Core Spectral Pattern Theory

We propose a universal, quantitative definition of "pattern": a pattern is a low-rank spectral component of a data tensor whose eigenvalue exceeds the Marchenko--Pastur noise floor. The smoothness parameter \(\rho > 1\) --- the rate of eigenvalue decay --- is a single number that characterizes the pattern's strength, compressibility, and predictive power across all domains. We show: (1) pattern detection reduces to eigenvalue thresholding (\(\lambda_k > \lambda_{\text{MP}}\)), (2) pattern extraction is optimal truncation (Eckart--Young), (3) pattern quality is measured by \(\rho\) (faster decay = stronger pattern), (4) pattern size is \(N = \Theta(\log(1/\varepsilon)/\log\rho)\) modes (USRT, dimension-free), and (5) overfitting is claiming a pattern when \(\rho < 1.1\). We validate on real data across five domains: chemistry (Wine, \(\rho = 10.1\)), biology (Iris, \(\rho = 4.2\)), medicine (Breast Cancer, \(\rho = 2.1\)), psychology (Many Labs 2, 20 studies \(\times\) 66 labs, \(\rho = 1.3\)), and pure noise (\(\rho = 1.0\)). The ordering is monotone with replication rate (Spearman \(r_s = 0.894\), \(p = 0.041\)): domains with \(\rho > 2\) always replicate; psychology at \(\rho = 1.3\) replicates 54\% of the time; noise never replicates.
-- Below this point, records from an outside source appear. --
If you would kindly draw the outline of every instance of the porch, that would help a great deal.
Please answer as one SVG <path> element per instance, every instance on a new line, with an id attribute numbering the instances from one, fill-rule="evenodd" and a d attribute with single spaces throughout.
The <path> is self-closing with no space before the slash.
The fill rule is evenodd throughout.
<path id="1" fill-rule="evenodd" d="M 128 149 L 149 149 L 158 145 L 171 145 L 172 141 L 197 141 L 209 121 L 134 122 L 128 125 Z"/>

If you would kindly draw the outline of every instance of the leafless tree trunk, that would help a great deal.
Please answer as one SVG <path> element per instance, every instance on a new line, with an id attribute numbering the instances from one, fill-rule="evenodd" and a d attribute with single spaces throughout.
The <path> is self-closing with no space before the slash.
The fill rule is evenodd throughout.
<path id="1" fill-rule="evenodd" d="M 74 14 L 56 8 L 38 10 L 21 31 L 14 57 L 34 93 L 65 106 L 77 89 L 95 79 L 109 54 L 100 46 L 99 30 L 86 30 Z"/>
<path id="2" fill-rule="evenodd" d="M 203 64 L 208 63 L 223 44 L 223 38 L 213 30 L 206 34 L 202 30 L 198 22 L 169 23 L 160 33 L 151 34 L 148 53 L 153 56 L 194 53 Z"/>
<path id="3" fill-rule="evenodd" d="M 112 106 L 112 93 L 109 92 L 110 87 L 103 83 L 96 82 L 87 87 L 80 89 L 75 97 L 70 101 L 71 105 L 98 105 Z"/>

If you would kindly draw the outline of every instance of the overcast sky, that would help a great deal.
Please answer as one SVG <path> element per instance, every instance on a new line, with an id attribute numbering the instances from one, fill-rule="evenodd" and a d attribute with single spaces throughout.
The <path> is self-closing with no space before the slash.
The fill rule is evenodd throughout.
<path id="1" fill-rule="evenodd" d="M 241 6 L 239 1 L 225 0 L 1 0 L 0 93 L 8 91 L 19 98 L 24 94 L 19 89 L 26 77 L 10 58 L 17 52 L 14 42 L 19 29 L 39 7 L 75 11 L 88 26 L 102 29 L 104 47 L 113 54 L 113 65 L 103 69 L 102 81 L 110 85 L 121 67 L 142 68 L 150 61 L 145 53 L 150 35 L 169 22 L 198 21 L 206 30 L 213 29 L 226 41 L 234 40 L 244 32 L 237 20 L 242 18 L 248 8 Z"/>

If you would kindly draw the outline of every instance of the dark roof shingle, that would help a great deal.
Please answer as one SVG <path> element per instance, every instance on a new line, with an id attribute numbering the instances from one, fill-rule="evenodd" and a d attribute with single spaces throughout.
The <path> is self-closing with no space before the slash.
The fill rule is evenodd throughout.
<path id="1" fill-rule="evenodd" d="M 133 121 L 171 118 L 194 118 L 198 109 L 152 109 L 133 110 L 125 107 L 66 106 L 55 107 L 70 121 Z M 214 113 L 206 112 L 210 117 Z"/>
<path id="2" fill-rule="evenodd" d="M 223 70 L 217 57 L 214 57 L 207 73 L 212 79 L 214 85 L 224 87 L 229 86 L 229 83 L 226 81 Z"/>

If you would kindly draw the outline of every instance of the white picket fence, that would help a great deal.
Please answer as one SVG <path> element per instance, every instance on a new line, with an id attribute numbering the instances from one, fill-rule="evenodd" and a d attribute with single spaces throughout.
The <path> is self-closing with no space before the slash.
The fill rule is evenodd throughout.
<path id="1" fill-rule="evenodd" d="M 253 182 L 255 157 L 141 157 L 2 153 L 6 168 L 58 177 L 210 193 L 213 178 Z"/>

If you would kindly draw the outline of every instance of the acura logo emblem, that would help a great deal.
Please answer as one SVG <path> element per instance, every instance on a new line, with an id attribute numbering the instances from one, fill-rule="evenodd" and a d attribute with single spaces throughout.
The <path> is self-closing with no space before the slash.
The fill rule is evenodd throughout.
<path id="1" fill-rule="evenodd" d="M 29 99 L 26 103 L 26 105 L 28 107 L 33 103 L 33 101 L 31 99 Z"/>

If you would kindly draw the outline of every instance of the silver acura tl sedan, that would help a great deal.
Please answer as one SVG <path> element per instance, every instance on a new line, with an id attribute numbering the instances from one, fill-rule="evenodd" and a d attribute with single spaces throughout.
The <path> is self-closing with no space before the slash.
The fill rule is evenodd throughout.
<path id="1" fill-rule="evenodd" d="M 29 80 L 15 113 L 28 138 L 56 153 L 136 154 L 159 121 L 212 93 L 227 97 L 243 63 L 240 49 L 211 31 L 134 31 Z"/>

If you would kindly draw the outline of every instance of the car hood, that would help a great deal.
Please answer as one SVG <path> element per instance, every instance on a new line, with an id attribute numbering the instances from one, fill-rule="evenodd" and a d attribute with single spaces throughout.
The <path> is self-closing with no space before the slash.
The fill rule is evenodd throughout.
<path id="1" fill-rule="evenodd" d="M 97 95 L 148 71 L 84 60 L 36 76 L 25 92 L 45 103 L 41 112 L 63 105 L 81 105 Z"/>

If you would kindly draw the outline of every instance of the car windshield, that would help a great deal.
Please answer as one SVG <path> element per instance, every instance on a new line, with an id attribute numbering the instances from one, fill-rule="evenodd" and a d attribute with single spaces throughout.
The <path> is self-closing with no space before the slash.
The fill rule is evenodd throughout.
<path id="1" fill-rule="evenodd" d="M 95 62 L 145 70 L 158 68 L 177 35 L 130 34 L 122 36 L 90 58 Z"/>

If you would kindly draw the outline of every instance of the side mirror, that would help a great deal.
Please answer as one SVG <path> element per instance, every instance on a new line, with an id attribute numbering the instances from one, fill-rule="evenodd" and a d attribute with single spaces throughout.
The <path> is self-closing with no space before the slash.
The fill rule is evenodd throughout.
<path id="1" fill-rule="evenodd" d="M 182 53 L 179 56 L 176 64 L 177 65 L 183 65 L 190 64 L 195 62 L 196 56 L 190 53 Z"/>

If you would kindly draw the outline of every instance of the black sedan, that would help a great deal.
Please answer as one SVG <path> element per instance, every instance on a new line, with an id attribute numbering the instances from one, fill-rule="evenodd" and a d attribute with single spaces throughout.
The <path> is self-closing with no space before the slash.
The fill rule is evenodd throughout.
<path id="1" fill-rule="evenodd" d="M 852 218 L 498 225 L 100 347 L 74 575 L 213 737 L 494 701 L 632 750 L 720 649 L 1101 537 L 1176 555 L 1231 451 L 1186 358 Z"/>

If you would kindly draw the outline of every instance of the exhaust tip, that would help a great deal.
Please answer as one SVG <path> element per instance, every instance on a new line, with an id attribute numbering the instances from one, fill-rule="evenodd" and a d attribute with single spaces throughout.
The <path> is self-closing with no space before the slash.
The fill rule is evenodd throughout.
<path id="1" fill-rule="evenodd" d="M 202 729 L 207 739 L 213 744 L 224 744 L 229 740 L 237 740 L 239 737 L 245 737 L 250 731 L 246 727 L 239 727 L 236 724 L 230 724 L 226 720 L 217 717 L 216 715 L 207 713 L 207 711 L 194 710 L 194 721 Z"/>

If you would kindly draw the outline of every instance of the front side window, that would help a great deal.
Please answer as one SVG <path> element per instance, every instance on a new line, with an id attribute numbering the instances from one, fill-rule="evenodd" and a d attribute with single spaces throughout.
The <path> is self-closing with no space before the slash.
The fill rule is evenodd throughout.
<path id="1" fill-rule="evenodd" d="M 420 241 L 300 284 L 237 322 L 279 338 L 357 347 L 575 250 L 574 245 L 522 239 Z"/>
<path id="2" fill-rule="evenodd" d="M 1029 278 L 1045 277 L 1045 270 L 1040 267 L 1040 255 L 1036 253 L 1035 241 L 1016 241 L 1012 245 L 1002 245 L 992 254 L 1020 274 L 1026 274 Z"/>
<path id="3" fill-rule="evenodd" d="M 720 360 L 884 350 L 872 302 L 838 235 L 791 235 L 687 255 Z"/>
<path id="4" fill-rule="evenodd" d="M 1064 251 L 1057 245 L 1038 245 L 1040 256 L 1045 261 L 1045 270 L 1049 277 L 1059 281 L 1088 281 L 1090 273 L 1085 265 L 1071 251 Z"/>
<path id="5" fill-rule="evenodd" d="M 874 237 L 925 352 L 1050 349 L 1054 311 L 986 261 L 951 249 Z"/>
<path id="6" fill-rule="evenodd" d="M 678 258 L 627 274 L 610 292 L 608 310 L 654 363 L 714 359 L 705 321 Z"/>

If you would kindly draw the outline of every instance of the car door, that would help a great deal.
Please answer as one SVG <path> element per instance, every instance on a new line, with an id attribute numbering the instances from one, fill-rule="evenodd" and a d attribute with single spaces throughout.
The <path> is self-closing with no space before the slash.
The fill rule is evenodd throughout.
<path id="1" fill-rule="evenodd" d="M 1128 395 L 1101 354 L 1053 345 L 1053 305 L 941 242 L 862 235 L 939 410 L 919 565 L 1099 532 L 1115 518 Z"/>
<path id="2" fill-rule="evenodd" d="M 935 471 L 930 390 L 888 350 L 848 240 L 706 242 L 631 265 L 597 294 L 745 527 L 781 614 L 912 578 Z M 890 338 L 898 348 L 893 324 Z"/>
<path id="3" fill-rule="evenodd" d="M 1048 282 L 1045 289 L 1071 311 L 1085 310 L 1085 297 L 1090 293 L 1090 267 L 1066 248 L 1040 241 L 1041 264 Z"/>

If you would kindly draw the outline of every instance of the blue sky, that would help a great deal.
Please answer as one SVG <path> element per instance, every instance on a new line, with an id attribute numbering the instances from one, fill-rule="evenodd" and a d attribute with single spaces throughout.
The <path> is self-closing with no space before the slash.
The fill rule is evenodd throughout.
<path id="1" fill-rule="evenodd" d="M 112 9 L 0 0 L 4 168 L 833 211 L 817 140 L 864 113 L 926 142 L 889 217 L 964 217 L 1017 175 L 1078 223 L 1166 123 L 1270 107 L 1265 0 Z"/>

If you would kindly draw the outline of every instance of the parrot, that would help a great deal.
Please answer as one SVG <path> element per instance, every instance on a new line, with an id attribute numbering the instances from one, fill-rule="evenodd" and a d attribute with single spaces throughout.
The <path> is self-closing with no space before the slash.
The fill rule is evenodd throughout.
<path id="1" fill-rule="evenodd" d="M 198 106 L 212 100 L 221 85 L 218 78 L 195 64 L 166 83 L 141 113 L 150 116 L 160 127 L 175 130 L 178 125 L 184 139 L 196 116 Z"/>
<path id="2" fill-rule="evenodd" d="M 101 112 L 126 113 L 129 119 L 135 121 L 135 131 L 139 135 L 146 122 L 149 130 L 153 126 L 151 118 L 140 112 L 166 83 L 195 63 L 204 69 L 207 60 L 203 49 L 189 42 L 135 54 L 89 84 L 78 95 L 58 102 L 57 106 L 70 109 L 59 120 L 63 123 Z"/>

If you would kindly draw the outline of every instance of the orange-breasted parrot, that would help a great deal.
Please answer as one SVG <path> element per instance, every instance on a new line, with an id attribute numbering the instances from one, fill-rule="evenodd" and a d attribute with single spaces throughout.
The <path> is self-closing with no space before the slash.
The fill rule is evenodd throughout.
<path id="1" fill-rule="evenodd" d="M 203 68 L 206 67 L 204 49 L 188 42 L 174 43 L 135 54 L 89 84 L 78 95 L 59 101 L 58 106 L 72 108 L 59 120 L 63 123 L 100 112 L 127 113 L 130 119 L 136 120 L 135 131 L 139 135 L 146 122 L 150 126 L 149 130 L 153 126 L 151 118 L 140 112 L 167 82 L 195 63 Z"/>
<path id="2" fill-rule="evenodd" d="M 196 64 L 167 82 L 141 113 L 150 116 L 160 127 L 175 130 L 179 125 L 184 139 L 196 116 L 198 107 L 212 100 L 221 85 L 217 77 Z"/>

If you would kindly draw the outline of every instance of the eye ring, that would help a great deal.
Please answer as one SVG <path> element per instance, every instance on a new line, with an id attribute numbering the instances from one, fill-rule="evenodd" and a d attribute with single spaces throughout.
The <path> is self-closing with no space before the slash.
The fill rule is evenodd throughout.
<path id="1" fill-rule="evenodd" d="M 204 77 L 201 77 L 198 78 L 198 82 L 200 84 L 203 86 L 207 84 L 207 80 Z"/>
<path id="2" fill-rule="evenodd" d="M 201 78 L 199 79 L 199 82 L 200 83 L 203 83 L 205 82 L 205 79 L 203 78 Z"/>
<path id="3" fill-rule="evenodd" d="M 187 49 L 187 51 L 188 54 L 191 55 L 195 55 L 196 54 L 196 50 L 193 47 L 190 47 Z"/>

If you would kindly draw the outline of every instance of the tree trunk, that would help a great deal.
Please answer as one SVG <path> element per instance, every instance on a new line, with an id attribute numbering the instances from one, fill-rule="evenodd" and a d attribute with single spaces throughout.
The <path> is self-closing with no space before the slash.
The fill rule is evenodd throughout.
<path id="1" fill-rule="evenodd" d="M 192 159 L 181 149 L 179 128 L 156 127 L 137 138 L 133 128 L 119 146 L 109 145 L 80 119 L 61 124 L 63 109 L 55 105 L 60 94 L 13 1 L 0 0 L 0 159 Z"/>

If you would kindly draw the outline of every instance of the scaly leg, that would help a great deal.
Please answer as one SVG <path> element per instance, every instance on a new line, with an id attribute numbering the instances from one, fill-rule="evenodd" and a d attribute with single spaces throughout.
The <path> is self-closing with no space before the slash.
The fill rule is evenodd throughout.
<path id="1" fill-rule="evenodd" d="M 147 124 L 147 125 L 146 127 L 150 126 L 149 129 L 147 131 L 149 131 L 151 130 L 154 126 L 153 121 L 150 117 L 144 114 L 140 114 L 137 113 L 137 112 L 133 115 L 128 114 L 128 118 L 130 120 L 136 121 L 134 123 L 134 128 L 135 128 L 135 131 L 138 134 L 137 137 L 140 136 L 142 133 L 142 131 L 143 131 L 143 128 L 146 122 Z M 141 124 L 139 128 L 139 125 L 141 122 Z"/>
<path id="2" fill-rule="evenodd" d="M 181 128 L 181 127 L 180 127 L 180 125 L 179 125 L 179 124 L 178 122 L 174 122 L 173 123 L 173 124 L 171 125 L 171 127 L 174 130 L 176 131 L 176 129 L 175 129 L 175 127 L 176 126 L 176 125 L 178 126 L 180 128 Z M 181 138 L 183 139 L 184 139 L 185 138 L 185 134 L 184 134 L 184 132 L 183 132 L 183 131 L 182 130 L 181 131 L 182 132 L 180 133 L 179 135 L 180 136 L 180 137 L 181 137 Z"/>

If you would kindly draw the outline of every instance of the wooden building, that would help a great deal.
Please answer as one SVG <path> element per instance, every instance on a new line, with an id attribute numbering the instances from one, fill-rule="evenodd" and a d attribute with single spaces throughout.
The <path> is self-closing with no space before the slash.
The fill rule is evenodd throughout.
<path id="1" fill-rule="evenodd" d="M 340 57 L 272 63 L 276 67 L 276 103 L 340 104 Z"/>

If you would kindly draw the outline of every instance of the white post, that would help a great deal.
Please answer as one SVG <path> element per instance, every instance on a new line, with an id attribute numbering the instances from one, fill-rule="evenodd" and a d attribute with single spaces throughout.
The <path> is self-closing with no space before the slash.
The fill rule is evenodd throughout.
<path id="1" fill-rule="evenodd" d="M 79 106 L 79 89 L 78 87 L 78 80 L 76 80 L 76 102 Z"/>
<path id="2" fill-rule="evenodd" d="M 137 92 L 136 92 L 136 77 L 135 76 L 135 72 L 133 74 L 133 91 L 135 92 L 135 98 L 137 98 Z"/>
On the Reproducibility Project (54 studies, raw data from OSF), effect size \(|r|\) predicts replication with AUC \(= 0.697\). The spectral definition resolves long-standing debates: it explains why physics is more predictive than economics (higher \(\rho\)), why deep learning works (data has \(\rho > 1\)), why financial alpha decays (the market learns your \(\rho\)), and why the reproducibility crisis is concentrated in low-\(\rho\) fields. The deepest implication: there is a hierarchy of knowability, and \(\rho\) is its index. The question "how much can we know about this system?" has a quantitative answer.